Powerpsychokrimi

Tobias Gerosa, St. Galler Tagblatt (09.05.2017)

Der feurige Engel, 07.05.2017, Zürich

Was für ein Abend! Das Opernhaus Zürich stemmt mit Prokofjews «Feurigem Engel» einen atemlos spannenden, unglaublich kraftvollen Musiktheaterabend.

Es ist dunkel im Opernhaus Zürich, kein Dirigentenauftrittsapplaus. Dann ein funzliges Fahrradlicht, altmodisch vom Dynamo am Hinterrad angetrieben. Renata hat ihr Rad umgedreht und tritt mit den Händen die Pedale. Was treibt sie? Warum wirkt sie so verstört? Eigentlich müsste Sergej Prokofjews Oper «Der Feurige Engel», geschrieben in den 1920ern, «Renata» heissen, so zentral ist die Hauptpartie. Ihr ist als Kind Madiel, der feurige Engel, erschienen und bestimmt fortan ihr Leben. Was passierte, bleibt das zentrale Rätsel: Wahn? Missbrauch? Einbildung? Und warum verfällt ihr Ruprecht so rasch, obwohl er doch erst nur das leichte Opfer sah in ihr?

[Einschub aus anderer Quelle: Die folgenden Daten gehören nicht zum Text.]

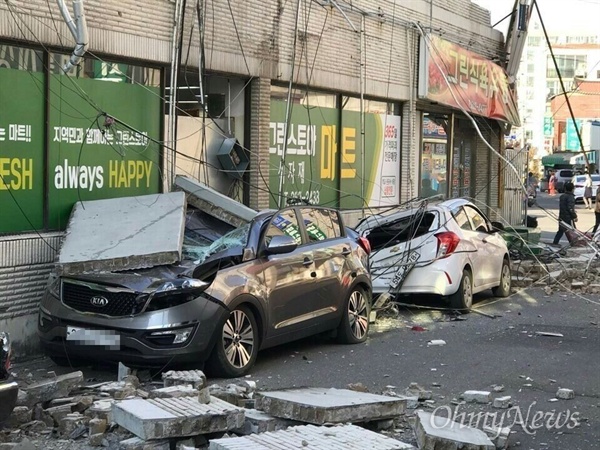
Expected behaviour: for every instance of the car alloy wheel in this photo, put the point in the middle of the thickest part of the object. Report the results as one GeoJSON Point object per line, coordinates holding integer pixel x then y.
{"type": "Point", "coordinates": [238, 339]}
{"type": "Point", "coordinates": [463, 297]}
{"type": "Point", "coordinates": [357, 314]}
{"type": "Point", "coordinates": [354, 326]}
{"type": "Point", "coordinates": [237, 345]}
{"type": "Point", "coordinates": [503, 289]}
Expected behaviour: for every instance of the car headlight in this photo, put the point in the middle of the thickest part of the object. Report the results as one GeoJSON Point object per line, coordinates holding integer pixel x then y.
{"type": "Point", "coordinates": [182, 284]}
{"type": "Point", "coordinates": [175, 293]}
{"type": "Point", "coordinates": [169, 337]}
{"type": "Point", "coordinates": [53, 286]}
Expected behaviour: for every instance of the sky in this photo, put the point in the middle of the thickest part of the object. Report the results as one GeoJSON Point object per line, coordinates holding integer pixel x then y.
{"type": "Point", "coordinates": [560, 16]}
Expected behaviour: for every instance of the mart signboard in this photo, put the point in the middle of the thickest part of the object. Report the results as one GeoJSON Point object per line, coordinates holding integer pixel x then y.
{"type": "Point", "coordinates": [91, 158]}
{"type": "Point", "coordinates": [571, 138]}
{"type": "Point", "coordinates": [21, 150]}
{"type": "Point", "coordinates": [454, 76]}
{"type": "Point", "coordinates": [323, 157]}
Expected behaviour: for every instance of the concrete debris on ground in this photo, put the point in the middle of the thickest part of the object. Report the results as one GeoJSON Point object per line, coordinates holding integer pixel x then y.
{"type": "Point", "coordinates": [477, 397]}
{"type": "Point", "coordinates": [341, 437]}
{"type": "Point", "coordinates": [565, 394]}
{"type": "Point", "coordinates": [176, 417]}
{"type": "Point", "coordinates": [320, 405]}
{"type": "Point", "coordinates": [435, 432]}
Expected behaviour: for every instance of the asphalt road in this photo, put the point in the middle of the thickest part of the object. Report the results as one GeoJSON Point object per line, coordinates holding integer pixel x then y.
{"type": "Point", "coordinates": [480, 352]}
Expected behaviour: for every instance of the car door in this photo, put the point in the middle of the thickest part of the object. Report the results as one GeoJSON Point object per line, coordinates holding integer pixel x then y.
{"type": "Point", "coordinates": [488, 246]}
{"type": "Point", "coordinates": [288, 278]}
{"type": "Point", "coordinates": [475, 248]}
{"type": "Point", "coordinates": [329, 250]}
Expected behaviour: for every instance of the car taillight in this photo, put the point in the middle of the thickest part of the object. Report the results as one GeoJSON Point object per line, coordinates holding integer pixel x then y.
{"type": "Point", "coordinates": [365, 244]}
{"type": "Point", "coordinates": [447, 243]}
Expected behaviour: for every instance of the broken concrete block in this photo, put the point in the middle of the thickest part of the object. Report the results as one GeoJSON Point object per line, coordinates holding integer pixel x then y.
{"type": "Point", "coordinates": [232, 393]}
{"type": "Point", "coordinates": [163, 418]}
{"type": "Point", "coordinates": [20, 415]}
{"type": "Point", "coordinates": [260, 422]}
{"type": "Point", "coordinates": [341, 437]}
{"type": "Point", "coordinates": [46, 390]}
{"type": "Point", "coordinates": [320, 405]}
{"type": "Point", "coordinates": [97, 426]}
{"type": "Point", "coordinates": [502, 402]}
{"type": "Point", "coordinates": [414, 390]}
{"type": "Point", "coordinates": [59, 412]}
{"type": "Point", "coordinates": [139, 444]}
{"type": "Point", "coordinates": [358, 387]}
{"type": "Point", "coordinates": [96, 242]}
{"type": "Point", "coordinates": [499, 436]}
{"type": "Point", "coordinates": [71, 422]}
{"type": "Point", "coordinates": [96, 440]}
{"type": "Point", "coordinates": [123, 372]}
{"type": "Point", "coordinates": [101, 409]}
{"type": "Point", "coordinates": [119, 390]}
{"type": "Point", "coordinates": [435, 432]}
{"type": "Point", "coordinates": [180, 390]}
{"type": "Point", "coordinates": [194, 377]}
{"type": "Point", "coordinates": [477, 396]}
{"type": "Point", "coordinates": [565, 394]}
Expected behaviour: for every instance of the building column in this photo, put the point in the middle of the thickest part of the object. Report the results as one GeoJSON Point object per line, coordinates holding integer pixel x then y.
{"type": "Point", "coordinates": [260, 112]}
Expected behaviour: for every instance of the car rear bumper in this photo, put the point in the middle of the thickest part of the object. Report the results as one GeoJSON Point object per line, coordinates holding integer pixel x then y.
{"type": "Point", "coordinates": [131, 344]}
{"type": "Point", "coordinates": [420, 280]}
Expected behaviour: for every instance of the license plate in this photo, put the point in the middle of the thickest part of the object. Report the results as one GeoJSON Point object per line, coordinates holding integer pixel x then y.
{"type": "Point", "coordinates": [403, 270]}
{"type": "Point", "coordinates": [84, 336]}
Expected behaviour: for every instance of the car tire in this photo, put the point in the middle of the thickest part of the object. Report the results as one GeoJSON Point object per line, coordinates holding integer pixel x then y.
{"type": "Point", "coordinates": [354, 327]}
{"type": "Point", "coordinates": [236, 348]}
{"type": "Point", "coordinates": [463, 297]}
{"type": "Point", "coordinates": [503, 289]}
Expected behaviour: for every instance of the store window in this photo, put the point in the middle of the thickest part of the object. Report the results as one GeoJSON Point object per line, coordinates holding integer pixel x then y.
{"type": "Point", "coordinates": [434, 156]}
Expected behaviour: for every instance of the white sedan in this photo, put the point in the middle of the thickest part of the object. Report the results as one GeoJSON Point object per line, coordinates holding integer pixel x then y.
{"type": "Point", "coordinates": [448, 248]}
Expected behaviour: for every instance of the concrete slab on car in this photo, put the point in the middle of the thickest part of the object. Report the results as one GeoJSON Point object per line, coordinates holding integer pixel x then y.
{"type": "Point", "coordinates": [123, 233]}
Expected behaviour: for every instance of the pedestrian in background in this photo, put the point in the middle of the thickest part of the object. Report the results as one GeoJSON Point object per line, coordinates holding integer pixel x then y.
{"type": "Point", "coordinates": [566, 212]}
{"type": "Point", "coordinates": [597, 211]}
{"type": "Point", "coordinates": [587, 190]}
{"type": "Point", "coordinates": [552, 183]}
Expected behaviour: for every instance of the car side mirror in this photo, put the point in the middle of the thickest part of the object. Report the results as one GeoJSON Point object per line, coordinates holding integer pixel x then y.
{"type": "Point", "coordinates": [280, 245]}
{"type": "Point", "coordinates": [497, 226]}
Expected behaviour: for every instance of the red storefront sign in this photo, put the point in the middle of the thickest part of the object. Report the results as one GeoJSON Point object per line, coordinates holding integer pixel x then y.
{"type": "Point", "coordinates": [454, 76]}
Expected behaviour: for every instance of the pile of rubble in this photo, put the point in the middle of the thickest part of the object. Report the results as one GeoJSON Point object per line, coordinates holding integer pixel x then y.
{"type": "Point", "coordinates": [185, 413]}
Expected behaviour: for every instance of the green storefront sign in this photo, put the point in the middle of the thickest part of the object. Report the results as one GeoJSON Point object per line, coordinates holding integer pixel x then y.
{"type": "Point", "coordinates": [90, 159]}
{"type": "Point", "coordinates": [323, 157]}
{"type": "Point", "coordinates": [21, 150]}
{"type": "Point", "coordinates": [49, 162]}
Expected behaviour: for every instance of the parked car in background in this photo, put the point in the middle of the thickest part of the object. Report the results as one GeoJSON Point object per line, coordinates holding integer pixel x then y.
{"type": "Point", "coordinates": [449, 249]}
{"type": "Point", "coordinates": [285, 275]}
{"type": "Point", "coordinates": [562, 176]}
{"type": "Point", "coordinates": [579, 183]}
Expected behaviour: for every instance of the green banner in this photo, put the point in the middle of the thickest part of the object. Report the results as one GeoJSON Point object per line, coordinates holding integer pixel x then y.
{"type": "Point", "coordinates": [311, 154]}
{"type": "Point", "coordinates": [323, 160]}
{"type": "Point", "coordinates": [90, 158]}
{"type": "Point", "coordinates": [21, 150]}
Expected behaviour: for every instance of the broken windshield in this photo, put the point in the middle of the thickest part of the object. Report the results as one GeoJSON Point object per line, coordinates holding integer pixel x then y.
{"type": "Point", "coordinates": [199, 252]}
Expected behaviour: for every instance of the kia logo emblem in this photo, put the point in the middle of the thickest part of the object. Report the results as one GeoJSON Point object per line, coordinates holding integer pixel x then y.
{"type": "Point", "coordinates": [100, 302]}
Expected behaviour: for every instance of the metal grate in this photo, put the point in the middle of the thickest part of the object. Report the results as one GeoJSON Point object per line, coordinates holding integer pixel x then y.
{"type": "Point", "coordinates": [79, 297]}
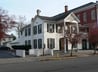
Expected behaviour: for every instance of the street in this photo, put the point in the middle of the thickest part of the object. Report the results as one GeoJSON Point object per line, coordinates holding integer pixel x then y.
{"type": "Point", "coordinates": [85, 64]}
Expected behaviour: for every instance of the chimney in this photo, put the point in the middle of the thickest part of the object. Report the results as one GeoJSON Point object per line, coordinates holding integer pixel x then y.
{"type": "Point", "coordinates": [38, 12]}
{"type": "Point", "coordinates": [66, 8]}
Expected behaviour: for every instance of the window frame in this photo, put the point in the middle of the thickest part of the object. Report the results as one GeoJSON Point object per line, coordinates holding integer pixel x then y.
{"type": "Point", "coordinates": [35, 43]}
{"type": "Point", "coordinates": [35, 30]}
{"type": "Point", "coordinates": [39, 43]}
{"type": "Point", "coordinates": [39, 28]}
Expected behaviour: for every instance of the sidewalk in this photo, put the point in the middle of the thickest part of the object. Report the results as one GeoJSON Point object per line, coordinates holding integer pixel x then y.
{"type": "Point", "coordinates": [80, 53]}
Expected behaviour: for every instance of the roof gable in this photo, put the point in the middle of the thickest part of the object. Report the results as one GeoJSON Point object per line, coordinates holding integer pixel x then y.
{"type": "Point", "coordinates": [71, 17]}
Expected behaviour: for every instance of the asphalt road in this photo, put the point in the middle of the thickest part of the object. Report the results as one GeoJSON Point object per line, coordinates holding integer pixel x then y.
{"type": "Point", "coordinates": [6, 54]}
{"type": "Point", "coordinates": [86, 64]}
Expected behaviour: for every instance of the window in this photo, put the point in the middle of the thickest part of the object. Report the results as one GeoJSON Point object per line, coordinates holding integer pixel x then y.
{"type": "Point", "coordinates": [39, 43]}
{"type": "Point", "coordinates": [35, 30]}
{"type": "Point", "coordinates": [25, 32]}
{"type": "Point", "coordinates": [40, 28]}
{"type": "Point", "coordinates": [51, 43]}
{"type": "Point", "coordinates": [59, 29]}
{"type": "Point", "coordinates": [29, 31]}
{"type": "Point", "coordinates": [29, 42]}
{"type": "Point", "coordinates": [25, 42]}
{"type": "Point", "coordinates": [35, 43]}
{"type": "Point", "coordinates": [50, 28]}
{"type": "Point", "coordinates": [84, 17]}
{"type": "Point", "coordinates": [93, 17]}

In der Zürcher Inszenierung von Calixto Bieito passiert das irgendwo in den 1970ern, so braunschattiert und bieder gemustert sind Ingo Krüglers Kostüme. Rebecca Ringst hat ein mehrstöckiges, drehbares Labyrinth aus Metall, Treppen, Leitern und hölzernen Zellen gebaut. Immer hört da jemand zu, immer filmt eine Kamera aus unerwartetem Winkel. Und vor allem geistert hier auch immer wieder der stumme Graf Heinrich (Ernst Alisch) herum, in dem Renata Madiel wiederzuerkennen glaubt.

Umkreist wird nicht nur der vermutete Missbrauch

Der «gute Onkel» auf dem Plüschtierkinderbett, in dem Renata Heinrich erkennt, legt die Fährte einer Missbrauchsgeschichte. Klugerweise legt sich die Inszenierung aber nicht weiter fest, sondern umkreist psychologisch das Rätselhafte, das den Kern des Stückes ausmacht, ihrerseits wie getrieben und mit enormer Kraft. Das ist szenisch heftig, aber ungemein fesselnd.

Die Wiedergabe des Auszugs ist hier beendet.